Weld County To Wyoming Group: We Still Want To Join Wyoming
The editor of a Facebook page that advocates for Weld County, Colorado leaving that state and becoming part of Wyoming says they are still working towards that goal.
Todd Richards also says his group is reaching out to other disaffected counties which may also want to leave Colorado.
Richards posted the following comments on the Weld County, Wyoming Facebook page on October 25:
The WCWY board and I will continue to advocate the cause of secession and moving to join Wyoming and will use this public input to guide us as to the motivations behind seeking better governance.
We love Colorado and would hate to see it go. Unfortunately due to the ongoing, deliberate migration from failed regions like San Francisco, Los Angeles, Seattle and New York, we have been democratically overtaken by a Woke populace intent on implementing their multiple-times-over failed agenda in Colorado.
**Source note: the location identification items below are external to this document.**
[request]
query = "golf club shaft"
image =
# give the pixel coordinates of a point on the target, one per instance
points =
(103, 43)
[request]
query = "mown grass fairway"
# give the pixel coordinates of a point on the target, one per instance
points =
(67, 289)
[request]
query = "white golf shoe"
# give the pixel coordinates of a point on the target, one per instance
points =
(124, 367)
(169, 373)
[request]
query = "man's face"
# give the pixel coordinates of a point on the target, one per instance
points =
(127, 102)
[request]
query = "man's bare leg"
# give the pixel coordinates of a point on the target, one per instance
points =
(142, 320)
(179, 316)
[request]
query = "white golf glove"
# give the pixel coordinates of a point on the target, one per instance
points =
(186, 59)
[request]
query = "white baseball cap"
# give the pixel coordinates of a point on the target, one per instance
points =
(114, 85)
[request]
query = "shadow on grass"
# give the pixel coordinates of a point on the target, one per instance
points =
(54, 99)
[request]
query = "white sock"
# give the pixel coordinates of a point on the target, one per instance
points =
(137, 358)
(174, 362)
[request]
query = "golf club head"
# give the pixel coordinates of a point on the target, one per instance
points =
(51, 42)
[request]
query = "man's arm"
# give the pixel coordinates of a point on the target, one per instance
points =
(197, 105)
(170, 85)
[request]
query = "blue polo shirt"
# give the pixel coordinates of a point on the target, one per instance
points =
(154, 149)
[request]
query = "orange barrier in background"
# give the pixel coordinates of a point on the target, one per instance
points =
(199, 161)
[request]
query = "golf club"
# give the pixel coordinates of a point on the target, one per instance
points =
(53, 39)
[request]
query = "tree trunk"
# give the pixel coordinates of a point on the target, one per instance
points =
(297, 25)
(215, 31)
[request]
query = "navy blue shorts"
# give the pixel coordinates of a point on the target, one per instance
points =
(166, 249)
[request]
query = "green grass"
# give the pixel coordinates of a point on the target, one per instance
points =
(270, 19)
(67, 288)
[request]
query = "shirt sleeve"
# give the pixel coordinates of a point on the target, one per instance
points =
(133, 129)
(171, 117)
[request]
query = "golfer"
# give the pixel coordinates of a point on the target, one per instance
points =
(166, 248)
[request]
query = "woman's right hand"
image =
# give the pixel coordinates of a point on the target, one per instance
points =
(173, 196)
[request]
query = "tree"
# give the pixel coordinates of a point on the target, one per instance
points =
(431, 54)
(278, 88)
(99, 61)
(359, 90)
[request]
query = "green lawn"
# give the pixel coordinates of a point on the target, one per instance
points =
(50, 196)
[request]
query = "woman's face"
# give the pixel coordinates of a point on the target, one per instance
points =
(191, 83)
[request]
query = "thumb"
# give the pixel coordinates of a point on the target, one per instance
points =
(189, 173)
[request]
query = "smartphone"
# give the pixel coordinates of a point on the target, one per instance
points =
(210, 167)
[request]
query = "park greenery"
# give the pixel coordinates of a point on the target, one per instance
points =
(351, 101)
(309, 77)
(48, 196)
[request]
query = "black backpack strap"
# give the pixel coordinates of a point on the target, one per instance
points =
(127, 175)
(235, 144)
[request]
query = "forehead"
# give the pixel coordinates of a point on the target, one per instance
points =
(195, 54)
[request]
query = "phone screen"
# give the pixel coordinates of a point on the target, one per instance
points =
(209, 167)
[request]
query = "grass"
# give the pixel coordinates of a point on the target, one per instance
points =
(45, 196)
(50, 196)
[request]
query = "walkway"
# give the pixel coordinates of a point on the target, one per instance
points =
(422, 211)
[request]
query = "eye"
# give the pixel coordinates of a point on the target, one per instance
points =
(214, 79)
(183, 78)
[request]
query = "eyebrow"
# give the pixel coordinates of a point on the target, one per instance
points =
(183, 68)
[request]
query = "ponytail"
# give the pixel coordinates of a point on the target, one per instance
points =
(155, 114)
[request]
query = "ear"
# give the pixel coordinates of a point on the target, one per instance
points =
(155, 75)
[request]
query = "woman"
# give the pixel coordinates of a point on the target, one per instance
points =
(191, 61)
This has caused us to seek means to redraw the map of Colorado to ensure that we are governed by a state government intent on protecting individual freedoms.
We have also recently re-defined our charter to focus on all the disenfranchised counties in Colorado which seek to join a state more representative of their values. We are actively seeing volunteers who want to set up those chapters for their respective counties and join our coalition of counties. If interested, please let us know.
Stay tuned for more updates, we have done all the logistical work to hit the ground and start making meaningful progress to our goals.
The page also published the results of a Facebook poll on why readers are unhappy being a part of Colorado. The top grievance among poll respondents was anti-business legislation, followed by anti-second amendment legislation and concerns about election integrity. Other grievances included a rising crime rate and the teaching of Critical Race Theory in schools.
The Weld County group is not the only county secession movement in the country right now. According to Forbes.com, residents of some counties in western Maryland would like to leave that state and become part of West Virginia. As is the case with the Weld County movement, those pushing for the Maryland secession feel their home state has become too liberal and no longer reflects their viewpoints on numerous issues.
But the process for leaving one state and joining another is problematic. The county(s) leaving would first need permission from their original state as well as the state they want to join. Congress would also have to sign off on the change.